Chaque groupement social, chaque société met en place un système, un ensemble de mécanismes pour garantir le calme, l’équilibre et la quiétude sociale. Il faut à tout prix maintenir cette paix par le dialogue, la négociation, le recours aux valeurs cardinales sociétales, etc.
La médiation depuis la mémoire historique de ce pays, est le règlement ou la prévention des conflits dans la vie sociale.
Selon le griot Diadié Hama Sangho, le médiateur a pour mission d’empêcher le trouble du front social, de préserver la paix et la quiétude sociales, de maintenir l’équilibre, “rien ne doit se gâter devant lui, tel est le rôle d’un griot”.
Les médiateurs sociaux c’est d’abord et surtout les gardiens de la tradition. Il s’agit des communicateurs traditionnels qui connaissent par cœur l’histoire du peuplement de la région, les relations socioculturelles qui unissent les familles.

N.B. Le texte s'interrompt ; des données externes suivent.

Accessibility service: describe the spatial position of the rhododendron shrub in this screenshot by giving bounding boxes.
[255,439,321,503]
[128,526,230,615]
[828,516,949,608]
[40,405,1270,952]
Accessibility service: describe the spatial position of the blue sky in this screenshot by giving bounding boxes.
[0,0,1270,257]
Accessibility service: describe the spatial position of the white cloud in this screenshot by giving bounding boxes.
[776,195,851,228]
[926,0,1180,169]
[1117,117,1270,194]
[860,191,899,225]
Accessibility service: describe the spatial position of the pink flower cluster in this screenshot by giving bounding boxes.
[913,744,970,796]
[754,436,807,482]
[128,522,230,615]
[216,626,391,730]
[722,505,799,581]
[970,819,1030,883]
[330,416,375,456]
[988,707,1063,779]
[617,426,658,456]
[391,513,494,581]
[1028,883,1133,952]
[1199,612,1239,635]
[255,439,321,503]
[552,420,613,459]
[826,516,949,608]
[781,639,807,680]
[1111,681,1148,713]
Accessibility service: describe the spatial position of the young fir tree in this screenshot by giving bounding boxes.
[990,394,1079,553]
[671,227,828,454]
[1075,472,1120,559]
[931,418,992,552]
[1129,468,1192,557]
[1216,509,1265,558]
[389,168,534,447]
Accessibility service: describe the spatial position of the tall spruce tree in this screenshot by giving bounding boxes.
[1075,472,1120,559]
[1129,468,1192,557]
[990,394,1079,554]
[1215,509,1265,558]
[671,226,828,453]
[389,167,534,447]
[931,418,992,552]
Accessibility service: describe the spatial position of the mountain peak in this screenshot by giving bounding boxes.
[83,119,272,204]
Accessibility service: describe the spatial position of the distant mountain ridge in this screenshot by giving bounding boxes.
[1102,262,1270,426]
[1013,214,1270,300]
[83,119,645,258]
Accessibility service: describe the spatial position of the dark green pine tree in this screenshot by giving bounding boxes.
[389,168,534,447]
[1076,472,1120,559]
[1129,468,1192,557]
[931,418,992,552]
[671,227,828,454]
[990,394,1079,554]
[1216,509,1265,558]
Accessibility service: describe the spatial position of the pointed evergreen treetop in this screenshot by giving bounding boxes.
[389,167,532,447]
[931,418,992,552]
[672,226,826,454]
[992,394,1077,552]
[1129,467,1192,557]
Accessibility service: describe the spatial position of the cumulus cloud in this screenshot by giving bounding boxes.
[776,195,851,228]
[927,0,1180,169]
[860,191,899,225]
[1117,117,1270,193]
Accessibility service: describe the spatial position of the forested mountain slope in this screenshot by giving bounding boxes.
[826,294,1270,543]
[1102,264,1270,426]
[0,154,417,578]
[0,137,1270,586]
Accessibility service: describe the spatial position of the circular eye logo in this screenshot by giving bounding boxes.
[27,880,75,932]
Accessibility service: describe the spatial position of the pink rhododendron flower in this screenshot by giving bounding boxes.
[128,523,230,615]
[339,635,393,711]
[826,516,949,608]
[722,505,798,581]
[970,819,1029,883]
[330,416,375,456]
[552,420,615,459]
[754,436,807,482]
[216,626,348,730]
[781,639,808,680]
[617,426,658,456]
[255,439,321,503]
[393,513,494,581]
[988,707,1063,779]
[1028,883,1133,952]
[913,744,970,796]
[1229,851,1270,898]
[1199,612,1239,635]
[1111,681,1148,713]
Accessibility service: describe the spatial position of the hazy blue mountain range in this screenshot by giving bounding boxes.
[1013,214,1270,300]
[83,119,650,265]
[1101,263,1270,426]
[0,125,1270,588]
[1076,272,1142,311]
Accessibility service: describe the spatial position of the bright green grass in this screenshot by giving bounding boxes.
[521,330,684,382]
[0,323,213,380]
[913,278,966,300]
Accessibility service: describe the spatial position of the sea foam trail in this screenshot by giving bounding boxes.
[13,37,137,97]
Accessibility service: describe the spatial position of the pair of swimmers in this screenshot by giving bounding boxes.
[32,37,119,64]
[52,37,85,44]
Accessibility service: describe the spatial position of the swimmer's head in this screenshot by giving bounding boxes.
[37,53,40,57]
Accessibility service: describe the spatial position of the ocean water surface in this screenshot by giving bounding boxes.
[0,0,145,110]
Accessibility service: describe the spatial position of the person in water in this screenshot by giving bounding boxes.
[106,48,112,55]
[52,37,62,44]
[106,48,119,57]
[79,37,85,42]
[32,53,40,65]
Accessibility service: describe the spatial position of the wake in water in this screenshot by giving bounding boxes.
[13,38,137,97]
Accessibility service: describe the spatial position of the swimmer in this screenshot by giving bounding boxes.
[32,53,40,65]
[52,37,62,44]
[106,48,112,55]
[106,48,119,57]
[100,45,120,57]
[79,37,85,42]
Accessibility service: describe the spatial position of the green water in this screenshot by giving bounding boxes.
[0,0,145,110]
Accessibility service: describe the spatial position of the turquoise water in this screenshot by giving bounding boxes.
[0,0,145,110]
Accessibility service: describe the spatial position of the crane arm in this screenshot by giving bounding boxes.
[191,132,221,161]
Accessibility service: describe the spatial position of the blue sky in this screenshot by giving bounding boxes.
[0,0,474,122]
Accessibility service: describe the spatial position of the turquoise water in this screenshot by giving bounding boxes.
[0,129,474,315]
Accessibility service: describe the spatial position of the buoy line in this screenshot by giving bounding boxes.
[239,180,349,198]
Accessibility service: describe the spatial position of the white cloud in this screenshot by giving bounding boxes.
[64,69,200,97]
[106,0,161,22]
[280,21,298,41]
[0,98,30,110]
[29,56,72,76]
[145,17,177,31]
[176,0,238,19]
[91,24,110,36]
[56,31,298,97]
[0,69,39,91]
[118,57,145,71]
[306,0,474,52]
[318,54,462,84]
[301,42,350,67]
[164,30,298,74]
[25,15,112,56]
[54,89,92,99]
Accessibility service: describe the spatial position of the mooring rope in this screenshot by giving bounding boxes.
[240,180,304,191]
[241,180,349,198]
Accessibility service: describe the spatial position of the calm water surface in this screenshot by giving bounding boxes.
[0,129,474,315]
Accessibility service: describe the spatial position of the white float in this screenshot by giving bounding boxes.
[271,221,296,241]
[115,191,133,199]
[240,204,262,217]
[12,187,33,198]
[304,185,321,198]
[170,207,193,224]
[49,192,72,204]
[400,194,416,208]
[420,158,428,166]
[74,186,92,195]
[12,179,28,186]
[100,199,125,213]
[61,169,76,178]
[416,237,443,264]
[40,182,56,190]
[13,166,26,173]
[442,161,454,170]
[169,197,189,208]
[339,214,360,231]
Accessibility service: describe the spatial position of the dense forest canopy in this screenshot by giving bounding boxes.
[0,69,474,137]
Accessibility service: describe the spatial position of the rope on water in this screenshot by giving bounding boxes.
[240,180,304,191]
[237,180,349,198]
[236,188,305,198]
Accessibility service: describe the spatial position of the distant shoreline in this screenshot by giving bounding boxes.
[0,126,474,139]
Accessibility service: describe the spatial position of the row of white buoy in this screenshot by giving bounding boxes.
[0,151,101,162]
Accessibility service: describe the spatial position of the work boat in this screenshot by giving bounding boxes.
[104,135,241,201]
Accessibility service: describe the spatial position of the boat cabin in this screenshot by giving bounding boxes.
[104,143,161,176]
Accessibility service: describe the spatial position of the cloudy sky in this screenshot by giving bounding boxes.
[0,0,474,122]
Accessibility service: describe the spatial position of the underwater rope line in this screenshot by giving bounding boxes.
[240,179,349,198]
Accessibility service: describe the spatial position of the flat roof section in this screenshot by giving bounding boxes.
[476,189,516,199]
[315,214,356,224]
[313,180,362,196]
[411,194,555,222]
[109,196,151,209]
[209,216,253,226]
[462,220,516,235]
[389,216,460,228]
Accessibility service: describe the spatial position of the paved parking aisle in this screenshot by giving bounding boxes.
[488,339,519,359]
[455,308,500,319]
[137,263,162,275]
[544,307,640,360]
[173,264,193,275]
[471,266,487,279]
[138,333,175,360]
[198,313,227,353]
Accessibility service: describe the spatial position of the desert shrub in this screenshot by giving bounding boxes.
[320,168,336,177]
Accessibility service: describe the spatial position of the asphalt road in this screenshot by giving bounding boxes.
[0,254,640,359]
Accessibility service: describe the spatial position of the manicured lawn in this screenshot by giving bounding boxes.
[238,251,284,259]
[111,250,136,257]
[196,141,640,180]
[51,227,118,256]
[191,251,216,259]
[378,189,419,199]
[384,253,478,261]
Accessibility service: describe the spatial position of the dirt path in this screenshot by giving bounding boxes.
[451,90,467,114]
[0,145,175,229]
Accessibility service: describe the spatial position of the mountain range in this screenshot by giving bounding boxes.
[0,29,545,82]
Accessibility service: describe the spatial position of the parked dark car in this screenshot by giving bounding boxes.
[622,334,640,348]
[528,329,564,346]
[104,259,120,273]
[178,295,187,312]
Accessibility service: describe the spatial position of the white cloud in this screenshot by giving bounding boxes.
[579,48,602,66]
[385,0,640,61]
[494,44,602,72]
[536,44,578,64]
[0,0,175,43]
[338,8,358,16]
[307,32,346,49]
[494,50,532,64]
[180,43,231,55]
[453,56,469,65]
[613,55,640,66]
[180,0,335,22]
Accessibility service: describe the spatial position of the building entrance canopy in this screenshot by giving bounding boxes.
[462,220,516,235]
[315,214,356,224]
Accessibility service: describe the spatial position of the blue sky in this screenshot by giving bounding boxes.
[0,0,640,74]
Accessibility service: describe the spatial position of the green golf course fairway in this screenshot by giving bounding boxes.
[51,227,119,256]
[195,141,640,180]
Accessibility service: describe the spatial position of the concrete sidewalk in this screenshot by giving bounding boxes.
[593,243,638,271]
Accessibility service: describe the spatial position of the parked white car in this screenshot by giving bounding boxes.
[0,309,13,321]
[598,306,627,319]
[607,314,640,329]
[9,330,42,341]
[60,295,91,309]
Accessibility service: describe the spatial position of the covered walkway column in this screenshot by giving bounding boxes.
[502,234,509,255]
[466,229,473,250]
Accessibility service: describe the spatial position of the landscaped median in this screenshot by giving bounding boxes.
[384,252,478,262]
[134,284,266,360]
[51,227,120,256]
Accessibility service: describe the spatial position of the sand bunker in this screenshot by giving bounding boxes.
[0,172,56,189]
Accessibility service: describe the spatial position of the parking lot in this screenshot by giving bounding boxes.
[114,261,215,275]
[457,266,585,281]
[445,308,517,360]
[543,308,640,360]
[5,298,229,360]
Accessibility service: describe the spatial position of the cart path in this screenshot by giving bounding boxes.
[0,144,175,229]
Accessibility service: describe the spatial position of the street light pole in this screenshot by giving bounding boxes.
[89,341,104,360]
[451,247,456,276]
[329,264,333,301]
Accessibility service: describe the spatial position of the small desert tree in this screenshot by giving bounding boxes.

Et ensuite les chefs traditionnels, les notables les porteurs de voix et enfin les hommes et femmes influents du milieu.
Toutefois, M. Sangho dit que les principes de la médiation reposent sur un ensemble de techniques fondées sur la connaissance et la maîtrise parfaites des relations intercommunautaires, des points sensibles des uns et des autres pour aplanir un différend.
“Le médiateur doit d’abord s’assurer de connaitre le problème, il doit avoir la lucidité de la perception, l’impartialité et la volonté de résoudre le problème définitivement”, affirme-t-il.
Mandé Alpha Diarra, traditionnaliste rejoint la même idée, soutenant que le médiateur ne tranche pas comme la justice. Elle essaye d’éviter au maximum que l’un des protagonistes soit au pied du mur. Elle joue sur les différentes lois de la médiation pour éteindre le conflit entre les partis en conflits sans qu’il ne désigne explicitement un coupable. “Cette médiation va essayer d’arrondir les angles, amener les gens à un consensus, amener les gens à la paix”, explique l’écrivain Mandé Alpha Diarra.
Selon ses dires, les relations de médiation ont été instituées à Kurukanfuga d’après les gens du N’ko, pour sauter les verrous de certaines pratiques ou de certaines lois qui conduisaient à des blocages sociaux. On a alors trouvé des disjoncteurs que sont les règles du sinankounya (cousinage à plaisanterie), du nimôgôya (les relations entre la femme et ses beaux-frères et belles sœurs, et celle du mari et ses belles sœurs et beaux-frères), du modenya (relation entre le grand père et le petit fils), du filanya (les personnes qui sont du même groupe d’âge). Le droit d’aînesse établi est aussi une règle de la médiation, ajoute-t-il.
Pour montrer l’importance de ces différentes règles, Mandé Alpha déclare que grâce au cousinage à plaisanterie, beaucoup de guerres ont été évitées dans le Mandé et dans l’Empire de Ségou. Ce principe est tellement important dans notre société qu’un proverbe dit que “dans un conflit, les parents et les griots peuvent échouer, mais si les cousins de plaisanterie échouent dans la médiation d’un conflit, c’est que les protagonistes sont condamnés, car en principe les gens respectent beaucoup ce principe de cousinage à plaisanterie entre les différents clans du Mandé”. C’est un instrument très efficace dans la médiation, précise-t-il.
Pour notre traditionnaliste, l’avantage d’une médiation est que lorsque les deux parties acceptent les règles de la médiation, le conflit est éteint une fois pour toutes et vous ramène à devenir des amis, à vous côtoyer.
Le griot Sangho conclut qu’il n’y a que des avantages à aplanir les différends par des spécialistes qui sont confirmés, autrement la cupidité, la partialité et le parti pris sont des menaces mortelles pour le métier de médiateur.